Raimundo Costa Corrêa é apontado como o principal suspeito de um homicídio ocorrido na zona norte da cidade no final de junho. Segundo informações de testemunhas do crime, foi ele quem atirou contra a cabeça do Rogério Pereira de Lima, de 28 anos, e ainda teria ferido o irmão da vítima no pescoço também usando arma de fogo. Ele pode ter a prisão preventiva decretada pela justiça.
Esse crime ocorreu na madrugada do dia 28 de junho desse ano no bairro Novo Horizonte. Nessa semana, ele se apresentou acompanhado de seu advogado na delegacia do Novo Horizonte, onde prestou esclarecimento e foi liberado. A princípio, o acusado irá acompanhar o andamento do processo em liberdade, mas a Polícia Civil tem provas que fundamentam as acusações.
Em seu depoimento, Raimundo Corrêa negou a autoria do assassinato, mas os relatos de algumas testemunhas o apontam como autor dos disparos. Desde o crime, a Polícia Militar do 2º Batalhão vinha mantendo o policiamento ostensivo nas baixadas à procura do acusado. Vulgo Téia também é acusado de ter acertado outros dois tiros no irmão do Rogério, o Augusto César Silva, baleado no pescoço e na altura do ombro. O crime ocorreu na Rua Maria da Silva Xavier, 2828, por volta de 22 horas de domingo (28). Segundo moradores, existia uma rixa entre os envolvidos. Todos os três são conhecidos do comando do 2º Batalhão pela prática de delitos.

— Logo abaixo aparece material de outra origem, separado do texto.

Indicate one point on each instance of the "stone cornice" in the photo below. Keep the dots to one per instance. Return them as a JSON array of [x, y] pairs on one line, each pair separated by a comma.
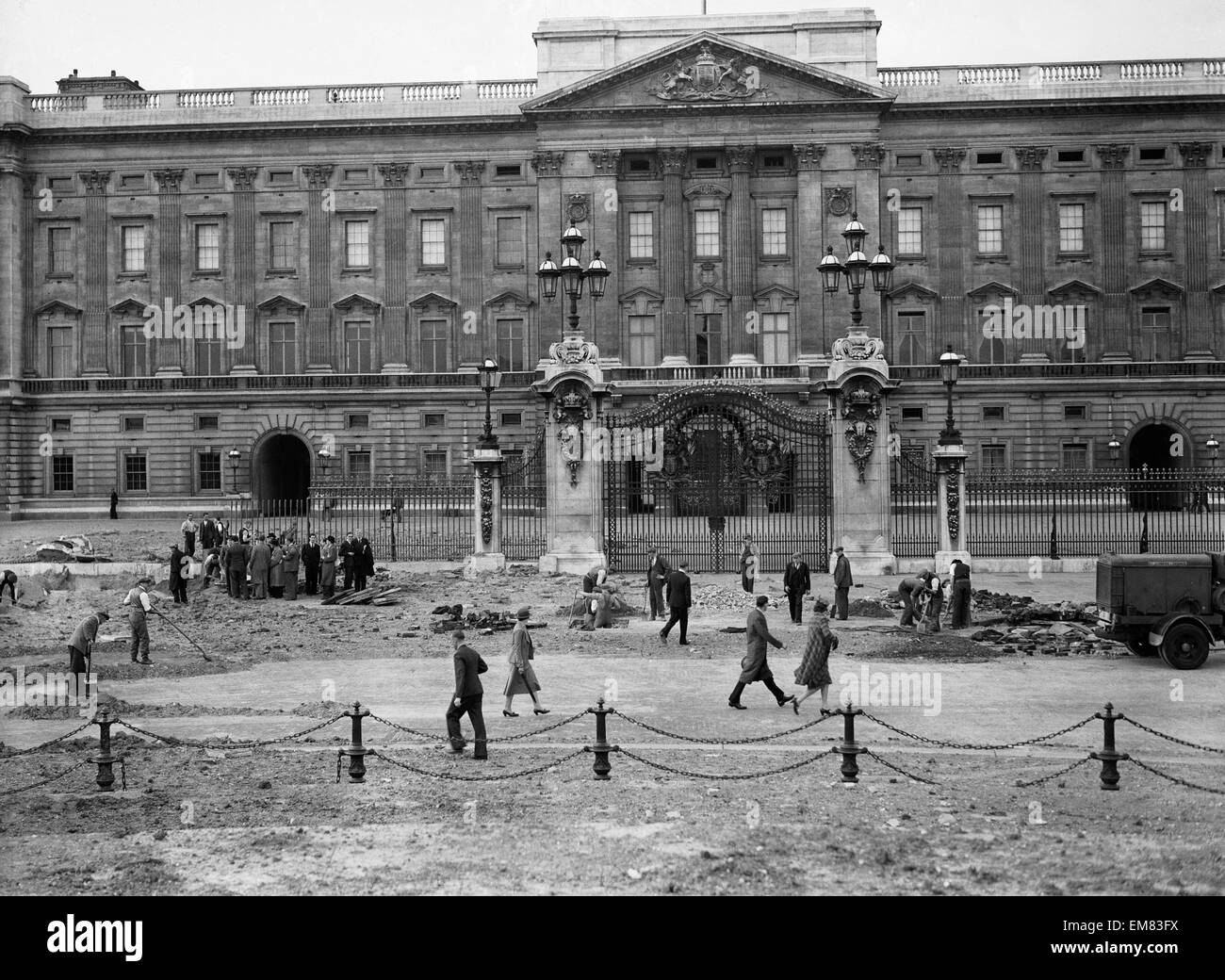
[[96, 180], [1196, 155], [469, 171], [168, 182], [608, 162], [742, 158], [318, 174], [868, 155], [1113, 155], [395, 174], [243, 176], [547, 162], [948, 158], [808, 155], [673, 159], [1030, 157]]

A testemunha-vítima, Augusto César Pereira de Lima, também confirmou que foi o Téia quem efetuou o disparo que matou seu irmão Rogério. Augusto disse, ainda, que estava bebendo na companhia da vítima e do suposto criminoso, quando de repente, iniciou-se uma discussão. De acordo com seu depoimento, o Téia teria sacado a arma e disparado três vezes. Uma das balas acertou a cabeça do Rogério que morreu na hora. Antes de fugir, Raimundo deixou no local sua carteira profissional que foi entregue “nas mãos” da Polícia Civil.